CREATE USER dagflux WITH PASSWORD 'choose-a-strong-password';
If DagFlux only needs to read from and write to the public schema:
-- Allow connecting and using the schema
GRANT CONNECT ON DATABASE mydb TO dagflux;
GRANT USAGE ON SCHEMA public TO dagflux;
-- Read + write on existing tables
GRANT SELECT, INSERT, UPDATE, DELETE ON ALL TABLES IN SCHEMA public TO dagflux;
GRANT USAGE, SELECT ON ALL SEQUENCES IN SCHEMA public TO dagflux;
-- Same permissions on tables created in the future
ALTER DEFAULT PRIVILEGES IN SCHEMA public
GRANT SELECT, INSERT, UPDATE, DELETE ON TABLES TO dagflux;
ALTER DEFAULT PRIVILEGES IN SCHEMA public
GRANT USAGE, SELECT ON SEQUENCES TO dagflux;
-- Allow DagFlux to create new tables (needed for new-table transformations and joins)

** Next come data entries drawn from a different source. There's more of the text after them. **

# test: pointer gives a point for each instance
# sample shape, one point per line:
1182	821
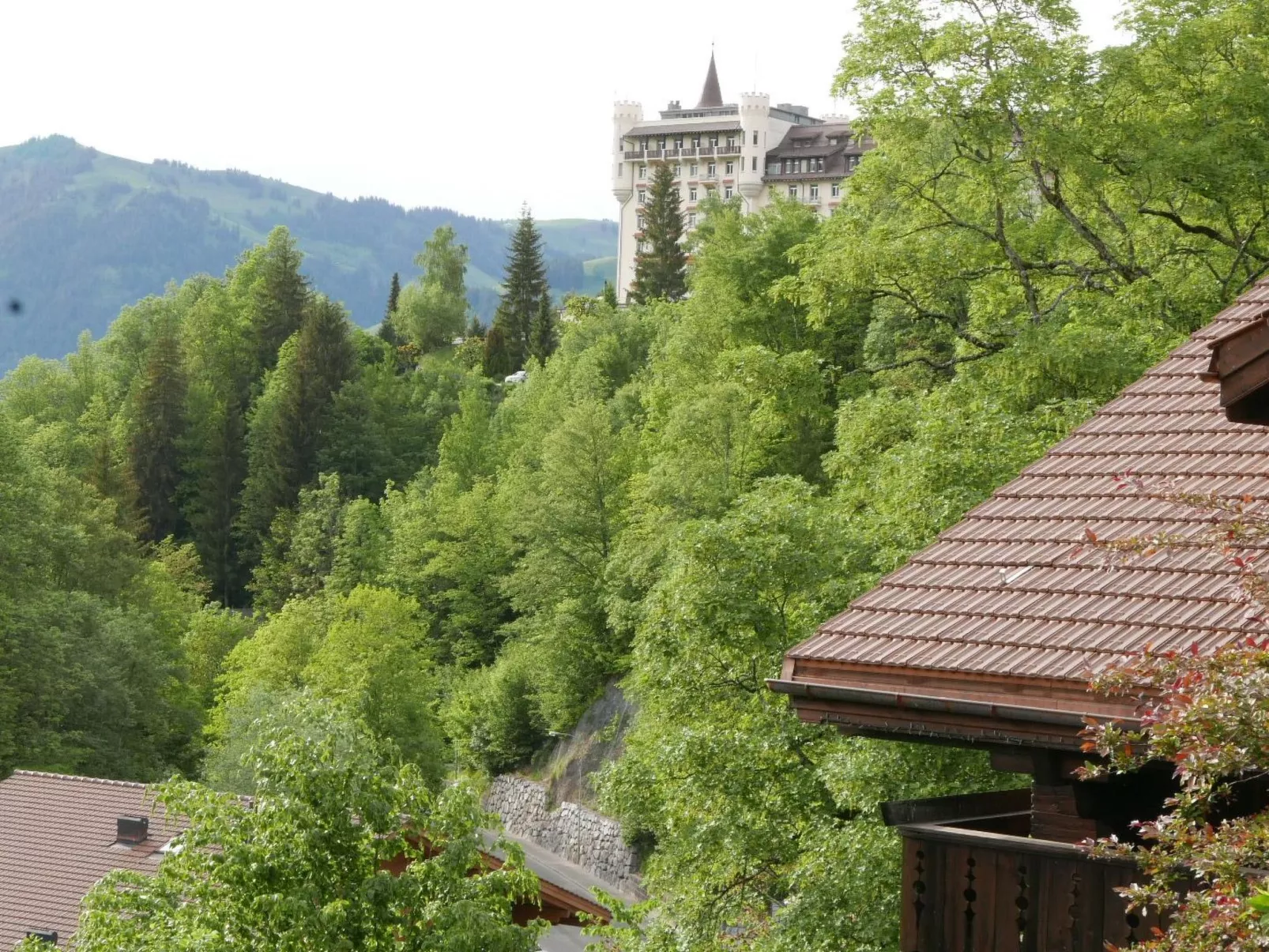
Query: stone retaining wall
580	835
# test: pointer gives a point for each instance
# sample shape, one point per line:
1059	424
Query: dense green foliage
303	864
676	495
81	234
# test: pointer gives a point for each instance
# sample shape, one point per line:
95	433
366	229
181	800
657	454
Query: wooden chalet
988	636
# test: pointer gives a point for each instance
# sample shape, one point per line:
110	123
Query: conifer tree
387	328
280	296
523	290
289	418
542	339
157	422
215	468
660	264
433	310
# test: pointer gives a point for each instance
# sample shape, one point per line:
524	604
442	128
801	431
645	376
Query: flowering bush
1206	858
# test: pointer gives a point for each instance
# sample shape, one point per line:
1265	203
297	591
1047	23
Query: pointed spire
711	96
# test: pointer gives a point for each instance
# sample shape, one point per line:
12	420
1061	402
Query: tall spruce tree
523	288
387	326
280	296
435	309
288	420
157	423
542	338
660	264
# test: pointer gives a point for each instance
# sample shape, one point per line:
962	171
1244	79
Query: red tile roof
1009	607
58	837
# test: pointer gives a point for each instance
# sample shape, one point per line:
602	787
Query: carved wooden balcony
976	881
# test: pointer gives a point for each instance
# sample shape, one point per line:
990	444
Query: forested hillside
81	234
236	498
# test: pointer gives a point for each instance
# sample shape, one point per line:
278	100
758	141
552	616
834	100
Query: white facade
729	148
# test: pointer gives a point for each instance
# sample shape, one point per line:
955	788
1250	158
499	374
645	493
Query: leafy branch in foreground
1207	713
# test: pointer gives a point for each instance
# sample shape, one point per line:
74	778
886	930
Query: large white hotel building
749	149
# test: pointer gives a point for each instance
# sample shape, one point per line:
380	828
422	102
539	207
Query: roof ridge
79	778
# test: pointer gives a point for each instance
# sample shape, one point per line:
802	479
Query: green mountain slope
81	234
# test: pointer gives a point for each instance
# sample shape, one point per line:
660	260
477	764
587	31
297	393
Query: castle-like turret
624	117
755	111
747	150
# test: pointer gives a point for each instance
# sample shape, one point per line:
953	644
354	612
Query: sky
477	107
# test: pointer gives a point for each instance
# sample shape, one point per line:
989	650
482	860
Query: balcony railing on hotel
973	880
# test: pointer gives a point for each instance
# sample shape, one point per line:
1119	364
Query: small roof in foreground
58	838
990	634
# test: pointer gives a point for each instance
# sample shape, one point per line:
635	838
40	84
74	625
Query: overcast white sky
475	106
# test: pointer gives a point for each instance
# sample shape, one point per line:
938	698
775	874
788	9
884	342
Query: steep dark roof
711	96
992	632
58	837
833	141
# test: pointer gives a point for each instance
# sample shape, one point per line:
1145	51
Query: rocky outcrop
580	835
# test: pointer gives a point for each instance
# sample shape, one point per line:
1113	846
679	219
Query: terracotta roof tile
58	837
1013	590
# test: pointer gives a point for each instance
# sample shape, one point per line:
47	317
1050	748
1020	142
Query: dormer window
1240	364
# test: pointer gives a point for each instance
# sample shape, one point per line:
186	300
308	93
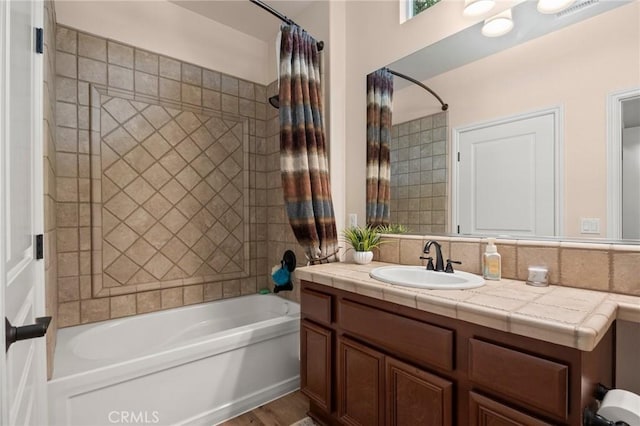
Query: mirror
571	61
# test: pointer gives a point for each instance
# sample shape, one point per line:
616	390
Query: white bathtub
195	365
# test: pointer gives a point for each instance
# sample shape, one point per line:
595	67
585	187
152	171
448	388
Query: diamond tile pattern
172	187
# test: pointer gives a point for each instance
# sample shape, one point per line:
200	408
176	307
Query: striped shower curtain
379	99
303	157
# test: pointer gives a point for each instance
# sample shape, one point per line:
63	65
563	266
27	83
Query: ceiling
469	45
246	17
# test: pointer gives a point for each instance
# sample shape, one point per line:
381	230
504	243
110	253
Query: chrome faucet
439	261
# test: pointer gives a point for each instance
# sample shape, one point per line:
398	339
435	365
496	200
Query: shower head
275	101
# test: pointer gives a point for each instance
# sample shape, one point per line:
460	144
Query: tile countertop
563	315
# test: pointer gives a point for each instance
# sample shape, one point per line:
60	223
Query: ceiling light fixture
477	7
498	25
553	6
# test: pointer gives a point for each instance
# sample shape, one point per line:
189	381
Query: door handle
13	334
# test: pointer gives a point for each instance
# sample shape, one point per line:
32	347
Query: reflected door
506	177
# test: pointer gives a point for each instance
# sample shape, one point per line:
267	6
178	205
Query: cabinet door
315	363
415	397
487	412
360	384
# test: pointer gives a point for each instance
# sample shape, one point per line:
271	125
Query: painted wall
562	68
170	30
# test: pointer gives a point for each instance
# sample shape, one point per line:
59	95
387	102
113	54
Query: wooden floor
281	412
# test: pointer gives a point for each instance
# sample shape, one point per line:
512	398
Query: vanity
378	354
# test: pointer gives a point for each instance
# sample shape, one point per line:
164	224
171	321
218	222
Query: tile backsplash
595	266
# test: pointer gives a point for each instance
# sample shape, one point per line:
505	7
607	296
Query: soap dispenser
491	262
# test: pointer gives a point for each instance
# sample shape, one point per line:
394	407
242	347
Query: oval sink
419	277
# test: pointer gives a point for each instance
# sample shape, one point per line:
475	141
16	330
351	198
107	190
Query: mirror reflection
569	64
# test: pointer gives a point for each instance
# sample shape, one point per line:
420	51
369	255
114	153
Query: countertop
566	316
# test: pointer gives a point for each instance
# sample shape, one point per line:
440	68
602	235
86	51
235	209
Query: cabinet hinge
39	246
39	40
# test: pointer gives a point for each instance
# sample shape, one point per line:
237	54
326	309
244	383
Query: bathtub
194	365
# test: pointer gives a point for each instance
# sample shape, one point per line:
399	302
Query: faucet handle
449	268
430	266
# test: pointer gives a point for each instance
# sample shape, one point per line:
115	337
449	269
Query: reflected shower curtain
303	157
379	99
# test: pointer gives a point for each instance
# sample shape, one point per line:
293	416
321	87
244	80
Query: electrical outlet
589	225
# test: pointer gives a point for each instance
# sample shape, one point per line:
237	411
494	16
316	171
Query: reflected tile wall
84	61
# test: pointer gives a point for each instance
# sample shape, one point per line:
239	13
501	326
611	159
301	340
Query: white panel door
506	177
631	183
23	365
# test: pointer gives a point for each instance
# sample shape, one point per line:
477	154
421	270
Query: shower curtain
303	157
379	100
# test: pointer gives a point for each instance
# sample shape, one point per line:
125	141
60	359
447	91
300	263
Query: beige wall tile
212	291
94	310
584	268
68	314
626	273
149	301
538	256
66	39
467	253
68	264
67	240
230	289
410	251
122	306
193	294
248	286
171	297
68	289
92	71
120	54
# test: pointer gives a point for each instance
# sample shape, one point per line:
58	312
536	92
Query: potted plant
363	241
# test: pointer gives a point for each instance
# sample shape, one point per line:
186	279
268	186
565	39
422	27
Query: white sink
419	277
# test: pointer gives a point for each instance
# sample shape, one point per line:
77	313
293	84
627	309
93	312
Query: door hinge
39	40
39	247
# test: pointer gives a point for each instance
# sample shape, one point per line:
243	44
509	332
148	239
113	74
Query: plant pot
362	257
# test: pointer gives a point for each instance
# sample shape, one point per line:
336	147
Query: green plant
392	228
362	239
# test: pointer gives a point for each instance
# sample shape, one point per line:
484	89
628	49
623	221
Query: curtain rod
413	80
283	18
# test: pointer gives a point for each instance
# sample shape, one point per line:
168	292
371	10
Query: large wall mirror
557	72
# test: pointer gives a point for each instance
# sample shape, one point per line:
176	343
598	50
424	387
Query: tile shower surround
84	61
419	159
593	266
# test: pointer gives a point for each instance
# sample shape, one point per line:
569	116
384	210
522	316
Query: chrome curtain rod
413	80
280	16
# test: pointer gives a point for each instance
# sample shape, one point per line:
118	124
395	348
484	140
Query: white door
23	365
507	177
630	186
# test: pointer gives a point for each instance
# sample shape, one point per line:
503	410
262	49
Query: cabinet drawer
485	411
316	305
534	381
416	340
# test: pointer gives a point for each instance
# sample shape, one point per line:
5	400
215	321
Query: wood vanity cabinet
370	362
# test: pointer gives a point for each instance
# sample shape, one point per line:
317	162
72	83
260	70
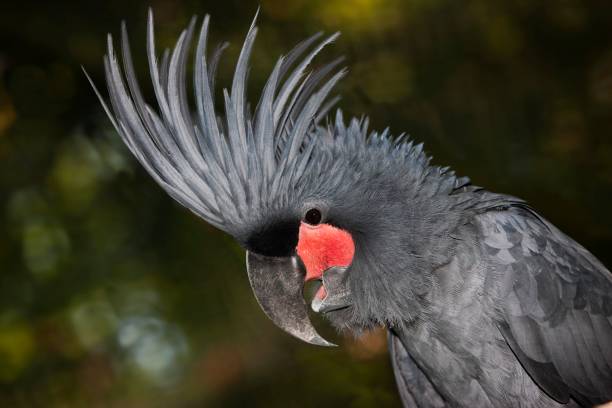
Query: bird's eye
313	216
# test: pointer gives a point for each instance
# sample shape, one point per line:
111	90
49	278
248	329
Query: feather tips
219	173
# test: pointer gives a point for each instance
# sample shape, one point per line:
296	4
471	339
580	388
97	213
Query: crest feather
221	167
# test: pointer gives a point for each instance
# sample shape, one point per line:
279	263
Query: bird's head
308	202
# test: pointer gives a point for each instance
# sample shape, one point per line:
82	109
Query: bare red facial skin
322	246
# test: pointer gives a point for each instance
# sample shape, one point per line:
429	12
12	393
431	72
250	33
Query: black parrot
486	302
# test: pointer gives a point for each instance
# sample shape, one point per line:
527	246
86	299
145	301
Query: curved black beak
278	284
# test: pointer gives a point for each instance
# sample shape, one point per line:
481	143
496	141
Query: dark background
113	295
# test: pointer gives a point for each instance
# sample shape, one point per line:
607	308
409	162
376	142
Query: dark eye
313	216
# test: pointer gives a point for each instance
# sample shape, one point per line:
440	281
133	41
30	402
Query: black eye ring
313	217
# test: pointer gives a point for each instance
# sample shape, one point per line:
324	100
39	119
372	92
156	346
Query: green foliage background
113	295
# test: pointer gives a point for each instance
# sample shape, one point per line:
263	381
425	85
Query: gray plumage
487	303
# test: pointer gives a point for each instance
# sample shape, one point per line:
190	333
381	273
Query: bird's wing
556	305
416	391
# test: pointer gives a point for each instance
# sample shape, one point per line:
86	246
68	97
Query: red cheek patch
322	246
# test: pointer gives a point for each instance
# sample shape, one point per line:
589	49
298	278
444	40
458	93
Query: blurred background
112	295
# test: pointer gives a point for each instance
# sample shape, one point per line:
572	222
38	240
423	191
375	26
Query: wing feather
554	306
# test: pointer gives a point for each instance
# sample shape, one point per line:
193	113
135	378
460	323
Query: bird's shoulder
554	301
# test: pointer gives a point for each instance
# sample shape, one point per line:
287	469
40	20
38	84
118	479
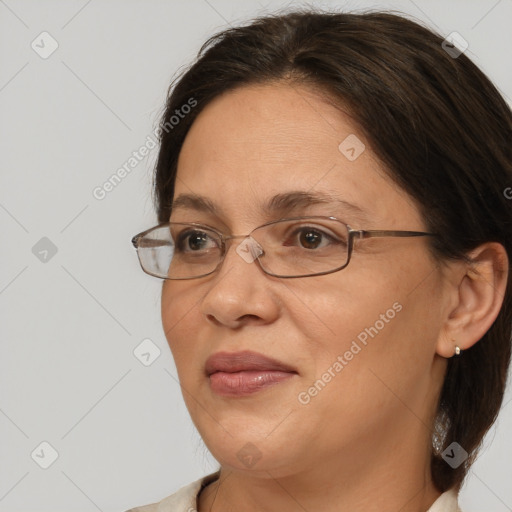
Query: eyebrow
280	204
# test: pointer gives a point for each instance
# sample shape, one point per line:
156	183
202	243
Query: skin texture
363	442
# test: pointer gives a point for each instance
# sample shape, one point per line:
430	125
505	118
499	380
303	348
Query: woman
352	352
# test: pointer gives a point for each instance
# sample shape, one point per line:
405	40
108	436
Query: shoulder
183	500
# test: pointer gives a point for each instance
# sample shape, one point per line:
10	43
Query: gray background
70	321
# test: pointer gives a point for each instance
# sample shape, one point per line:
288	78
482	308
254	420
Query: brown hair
437	123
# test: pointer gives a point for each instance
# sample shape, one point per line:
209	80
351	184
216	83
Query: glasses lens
301	247
179	251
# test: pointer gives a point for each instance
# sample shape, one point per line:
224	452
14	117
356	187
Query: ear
475	296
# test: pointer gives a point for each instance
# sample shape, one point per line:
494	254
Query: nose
240	292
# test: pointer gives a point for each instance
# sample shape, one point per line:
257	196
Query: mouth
244	373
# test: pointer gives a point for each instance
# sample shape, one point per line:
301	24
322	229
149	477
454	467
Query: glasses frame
359	234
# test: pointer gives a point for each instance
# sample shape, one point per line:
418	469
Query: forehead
259	141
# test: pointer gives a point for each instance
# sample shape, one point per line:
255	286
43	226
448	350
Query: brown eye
310	238
194	240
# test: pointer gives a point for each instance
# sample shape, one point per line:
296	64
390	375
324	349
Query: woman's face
361	341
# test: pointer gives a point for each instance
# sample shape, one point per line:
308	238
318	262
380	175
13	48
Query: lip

GRANT CREATE ON SCHEMA public TO dagflux;
If you'll only ever use this connection for sources (no transformer or join writing into it),
drop the INSERT, UPDATE, DELETE, CREATE grants and keep just SELECT:
GRANT CONNECT ON DATABASE mydb TO dagflux;
GRANT USAGE ON SCHEMA public TO dagflux;
GRANT SELECT ON ALL TABLES IN SCHEMA public TO dagflux;
ALTER DEFAULT PRIVILEGES IN SCHEMA public
GRANT SELECT ON TABLES TO dagflux;
If your PostgreSQL server is firewalled, make sure your machine's IP address is allowed in
pg_hba.conf and (if hosted) in the cloud provider's firewall rules. Cloud providers
(AWS RDS, GCP Cloud SQL, Azure Database for PostgreSQL, Supabase, etc.) all expose this through
their console.
Use the user, password, and database you set up. Pick the schema you granted access to. Enable SSL if your server requires it (most cloud providers do).
When you ask the AI assistant to transform data sitting in PostgreSQL, the assistant uses prompts written specifically for PostgreSQL. The shape of the result depends on the storage location and operation mode you choose — see Nodes — Transformer.